In the early stages of his career, from about 1910 to 1914, Modigliani hoped to establish a reputation as a sculptor. He focused on a narrow range of themes: there are idol-like heads, one kneeling caryatid and a single standing figure, totaling about two dozen works. There are, however, many more watercolors and drawings that attest to the intensity of Modigliani's preoccupation with sculptural form during this period, and his studies of caryatids are among his most formally adventurous works in any medium.
Modigliani derived the subject of the caryatid from the columnar female figures used to support entablatures in classical architecture. Another source was very likely African and Oceanic tribal art, especially the carved wooden stools supported by crouching female figures. In taking over this subject, Modigliani rejected its functional and decorative aspects. "The figure works primarily in a 'formal' way: its form exhausts its meaning. Under the pretext of carrying an -- invisible -- burden, the body and its component parts are forced in specific directions, generating a complex rhythm of horizontals, verticals, diagonals and curves. The artist has chosen his theme solely for the sake of this formal architecture" (W. Schmalenbach, Amedeo Modigliani: Painting, Sculptures, Drawings, Munich, 1990, p. 10).
To reinforce the classical element inherent in this archaic subject, Modigliani hones and reduces his forms to their utmost simplicity. The violent, primitive expression found in Picasso's early cubist works, which also draws heavily upon archaic and tribal sources, is absent in Modigliani's treatment of the caryatid theme.
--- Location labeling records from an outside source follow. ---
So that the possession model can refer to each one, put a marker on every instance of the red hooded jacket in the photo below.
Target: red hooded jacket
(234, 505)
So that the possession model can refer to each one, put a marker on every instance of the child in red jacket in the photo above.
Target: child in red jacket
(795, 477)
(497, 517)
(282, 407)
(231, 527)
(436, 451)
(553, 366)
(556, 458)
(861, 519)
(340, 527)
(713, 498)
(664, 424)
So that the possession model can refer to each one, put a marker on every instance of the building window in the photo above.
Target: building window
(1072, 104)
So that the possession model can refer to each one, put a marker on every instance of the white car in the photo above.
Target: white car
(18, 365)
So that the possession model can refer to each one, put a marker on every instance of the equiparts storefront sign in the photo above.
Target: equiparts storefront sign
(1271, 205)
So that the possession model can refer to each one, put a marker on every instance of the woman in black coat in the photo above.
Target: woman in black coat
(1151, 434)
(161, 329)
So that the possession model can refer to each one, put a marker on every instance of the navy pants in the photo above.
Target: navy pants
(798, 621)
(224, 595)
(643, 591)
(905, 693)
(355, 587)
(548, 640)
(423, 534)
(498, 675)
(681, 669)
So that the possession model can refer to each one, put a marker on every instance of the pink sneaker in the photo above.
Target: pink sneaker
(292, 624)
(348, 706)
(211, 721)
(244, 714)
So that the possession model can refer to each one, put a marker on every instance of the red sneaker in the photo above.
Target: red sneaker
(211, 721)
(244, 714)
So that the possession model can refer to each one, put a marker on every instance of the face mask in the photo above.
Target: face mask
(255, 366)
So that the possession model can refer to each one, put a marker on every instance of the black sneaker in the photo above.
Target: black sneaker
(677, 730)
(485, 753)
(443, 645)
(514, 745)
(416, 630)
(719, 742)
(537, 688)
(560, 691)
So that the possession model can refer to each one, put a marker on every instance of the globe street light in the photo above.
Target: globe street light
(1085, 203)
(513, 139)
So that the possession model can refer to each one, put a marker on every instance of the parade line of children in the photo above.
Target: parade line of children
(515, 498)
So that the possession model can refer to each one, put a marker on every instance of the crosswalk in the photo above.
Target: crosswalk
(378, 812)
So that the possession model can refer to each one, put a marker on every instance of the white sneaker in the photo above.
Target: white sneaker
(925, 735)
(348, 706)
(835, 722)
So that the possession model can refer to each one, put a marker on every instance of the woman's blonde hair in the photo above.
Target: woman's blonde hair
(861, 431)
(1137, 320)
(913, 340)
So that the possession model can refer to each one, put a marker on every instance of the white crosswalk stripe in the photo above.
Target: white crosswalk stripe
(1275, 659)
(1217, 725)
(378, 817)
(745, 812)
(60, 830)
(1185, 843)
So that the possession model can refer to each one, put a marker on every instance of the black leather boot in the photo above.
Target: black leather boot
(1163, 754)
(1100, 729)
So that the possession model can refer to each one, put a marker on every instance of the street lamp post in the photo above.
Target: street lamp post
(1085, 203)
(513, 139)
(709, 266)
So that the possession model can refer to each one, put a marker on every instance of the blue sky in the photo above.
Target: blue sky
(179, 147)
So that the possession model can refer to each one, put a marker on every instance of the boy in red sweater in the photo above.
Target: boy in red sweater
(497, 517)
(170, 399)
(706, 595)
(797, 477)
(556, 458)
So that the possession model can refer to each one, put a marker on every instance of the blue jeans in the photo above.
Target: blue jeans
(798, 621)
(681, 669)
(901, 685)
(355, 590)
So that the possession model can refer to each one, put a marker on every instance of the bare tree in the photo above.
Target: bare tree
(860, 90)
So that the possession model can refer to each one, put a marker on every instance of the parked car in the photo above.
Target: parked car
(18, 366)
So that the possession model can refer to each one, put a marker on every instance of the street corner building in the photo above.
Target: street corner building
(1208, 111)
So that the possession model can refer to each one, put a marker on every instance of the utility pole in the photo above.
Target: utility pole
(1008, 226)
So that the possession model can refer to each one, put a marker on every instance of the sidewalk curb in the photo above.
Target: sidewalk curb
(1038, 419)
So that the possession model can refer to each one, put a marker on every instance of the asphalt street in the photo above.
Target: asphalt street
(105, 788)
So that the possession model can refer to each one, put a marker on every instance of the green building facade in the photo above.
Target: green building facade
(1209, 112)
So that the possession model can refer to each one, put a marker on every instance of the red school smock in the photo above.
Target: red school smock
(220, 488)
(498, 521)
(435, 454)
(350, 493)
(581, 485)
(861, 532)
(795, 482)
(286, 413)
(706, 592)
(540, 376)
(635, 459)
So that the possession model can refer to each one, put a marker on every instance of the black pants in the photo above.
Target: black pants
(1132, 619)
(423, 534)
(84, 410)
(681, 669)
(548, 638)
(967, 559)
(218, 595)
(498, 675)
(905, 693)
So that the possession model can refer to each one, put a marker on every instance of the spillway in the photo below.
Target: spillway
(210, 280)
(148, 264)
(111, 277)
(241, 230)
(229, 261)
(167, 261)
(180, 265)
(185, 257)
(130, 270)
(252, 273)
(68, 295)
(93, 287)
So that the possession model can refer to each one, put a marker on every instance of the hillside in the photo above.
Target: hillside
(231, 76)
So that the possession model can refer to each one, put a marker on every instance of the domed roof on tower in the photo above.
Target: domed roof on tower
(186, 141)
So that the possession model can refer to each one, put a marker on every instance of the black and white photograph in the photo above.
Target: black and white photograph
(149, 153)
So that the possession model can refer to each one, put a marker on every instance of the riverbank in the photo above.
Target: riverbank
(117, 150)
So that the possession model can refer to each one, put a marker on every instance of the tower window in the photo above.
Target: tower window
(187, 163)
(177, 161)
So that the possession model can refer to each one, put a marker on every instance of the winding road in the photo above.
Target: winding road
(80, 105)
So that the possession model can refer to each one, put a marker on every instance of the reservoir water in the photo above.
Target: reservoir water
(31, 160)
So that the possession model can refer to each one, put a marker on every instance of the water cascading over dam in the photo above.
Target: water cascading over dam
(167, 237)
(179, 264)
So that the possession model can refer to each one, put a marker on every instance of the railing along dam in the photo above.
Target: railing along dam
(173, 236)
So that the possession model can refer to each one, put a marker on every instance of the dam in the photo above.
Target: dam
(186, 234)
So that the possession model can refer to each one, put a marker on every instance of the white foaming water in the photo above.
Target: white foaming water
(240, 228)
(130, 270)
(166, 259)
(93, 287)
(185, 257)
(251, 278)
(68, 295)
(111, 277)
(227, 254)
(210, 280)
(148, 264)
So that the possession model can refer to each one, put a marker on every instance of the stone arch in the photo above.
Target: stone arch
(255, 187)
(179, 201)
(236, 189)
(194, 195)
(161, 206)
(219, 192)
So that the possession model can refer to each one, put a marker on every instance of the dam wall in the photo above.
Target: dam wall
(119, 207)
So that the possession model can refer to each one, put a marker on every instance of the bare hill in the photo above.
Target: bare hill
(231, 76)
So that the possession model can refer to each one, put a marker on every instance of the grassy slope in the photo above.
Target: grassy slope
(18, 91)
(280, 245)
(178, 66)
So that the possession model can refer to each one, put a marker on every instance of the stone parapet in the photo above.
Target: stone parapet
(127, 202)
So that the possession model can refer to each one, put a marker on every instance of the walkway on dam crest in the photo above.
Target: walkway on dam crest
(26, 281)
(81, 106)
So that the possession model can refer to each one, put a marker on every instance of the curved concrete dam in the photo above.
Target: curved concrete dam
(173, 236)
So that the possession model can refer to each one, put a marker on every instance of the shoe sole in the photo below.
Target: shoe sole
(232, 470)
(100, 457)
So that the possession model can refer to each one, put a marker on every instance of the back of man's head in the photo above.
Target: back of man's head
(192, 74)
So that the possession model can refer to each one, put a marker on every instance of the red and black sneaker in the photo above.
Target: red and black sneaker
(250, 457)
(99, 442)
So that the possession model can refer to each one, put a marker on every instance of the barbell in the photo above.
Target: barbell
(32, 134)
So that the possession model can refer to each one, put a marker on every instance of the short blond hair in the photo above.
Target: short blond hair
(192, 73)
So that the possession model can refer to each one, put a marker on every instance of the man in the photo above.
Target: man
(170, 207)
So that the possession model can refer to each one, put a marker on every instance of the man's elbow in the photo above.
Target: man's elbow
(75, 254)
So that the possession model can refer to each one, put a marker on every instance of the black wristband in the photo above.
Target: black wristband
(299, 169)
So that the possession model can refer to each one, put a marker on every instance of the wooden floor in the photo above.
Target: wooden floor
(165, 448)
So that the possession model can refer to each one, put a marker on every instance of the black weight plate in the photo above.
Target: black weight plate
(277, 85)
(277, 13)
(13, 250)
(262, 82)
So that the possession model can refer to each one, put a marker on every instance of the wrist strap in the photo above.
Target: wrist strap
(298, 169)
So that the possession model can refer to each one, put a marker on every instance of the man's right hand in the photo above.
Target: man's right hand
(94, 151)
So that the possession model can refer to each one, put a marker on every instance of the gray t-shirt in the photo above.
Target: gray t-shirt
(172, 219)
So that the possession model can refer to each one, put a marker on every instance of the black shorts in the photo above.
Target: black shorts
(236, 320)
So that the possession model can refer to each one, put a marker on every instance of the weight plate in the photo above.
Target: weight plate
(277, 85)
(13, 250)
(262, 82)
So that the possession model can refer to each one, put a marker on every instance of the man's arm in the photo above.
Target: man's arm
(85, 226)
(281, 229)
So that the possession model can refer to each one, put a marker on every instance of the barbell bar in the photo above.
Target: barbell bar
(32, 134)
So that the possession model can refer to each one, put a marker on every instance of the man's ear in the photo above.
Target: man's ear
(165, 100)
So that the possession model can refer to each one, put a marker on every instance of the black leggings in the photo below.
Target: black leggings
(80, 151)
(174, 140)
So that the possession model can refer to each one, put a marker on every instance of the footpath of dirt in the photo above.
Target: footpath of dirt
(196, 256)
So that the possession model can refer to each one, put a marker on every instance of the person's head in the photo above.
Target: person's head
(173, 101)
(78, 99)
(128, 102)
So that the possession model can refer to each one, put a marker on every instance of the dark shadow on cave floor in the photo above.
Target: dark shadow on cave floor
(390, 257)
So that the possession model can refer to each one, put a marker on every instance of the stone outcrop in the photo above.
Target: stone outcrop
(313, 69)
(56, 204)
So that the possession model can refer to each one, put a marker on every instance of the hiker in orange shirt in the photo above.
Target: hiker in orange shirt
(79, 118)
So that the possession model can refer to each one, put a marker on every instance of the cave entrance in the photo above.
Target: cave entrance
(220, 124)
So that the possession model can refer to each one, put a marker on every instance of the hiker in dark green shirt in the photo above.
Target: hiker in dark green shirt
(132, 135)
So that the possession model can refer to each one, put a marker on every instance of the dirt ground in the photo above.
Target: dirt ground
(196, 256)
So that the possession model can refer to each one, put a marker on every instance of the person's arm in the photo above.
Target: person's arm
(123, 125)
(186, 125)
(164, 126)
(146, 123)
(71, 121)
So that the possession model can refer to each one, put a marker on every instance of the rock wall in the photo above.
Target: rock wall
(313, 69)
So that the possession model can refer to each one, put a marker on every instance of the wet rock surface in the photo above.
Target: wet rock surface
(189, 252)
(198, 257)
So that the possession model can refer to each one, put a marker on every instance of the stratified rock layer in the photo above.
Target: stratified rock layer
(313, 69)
He is more concerned with formal balance and repose, in which each contour is firmly rendered and set in counterpoint to adjacent lines, creating a fugue-like composition of repeated and inverted forms. His use of ovoid shapes lends the composition a sense of sculptural volume, contrasted with the flatness of the drawn line and the application of monochrome paint. The overall effect is that of a monumental structure unified by its linear rhythms and the careful balance of its proportions.
The present work is unusual in the artist's series of caryatids for its Degas-like addition of paper joined to the top edge of the original sheet. Modigliani also expands the composition onto the mount, as seen in the lower and left hand edges of the painted image. Whereas the cropping of the figure on the original sheet implies a sense of compressed and coiled strength, the enlargement of the composition imparts to it a monumental dimension, as if the figure is radiating outward into an immense, unlimited space. The hourglass shape of the enlarged figure, almost globular in the upper and lower portions, and hinged by her narrow, elongated torso, is an extreme interpretation of the caryatid idea. It reaches into the realm of the mythic and superhuman, as if the caryatid is an Atlas-like figure, bearing the burden of one world on her shoulders while resting on another.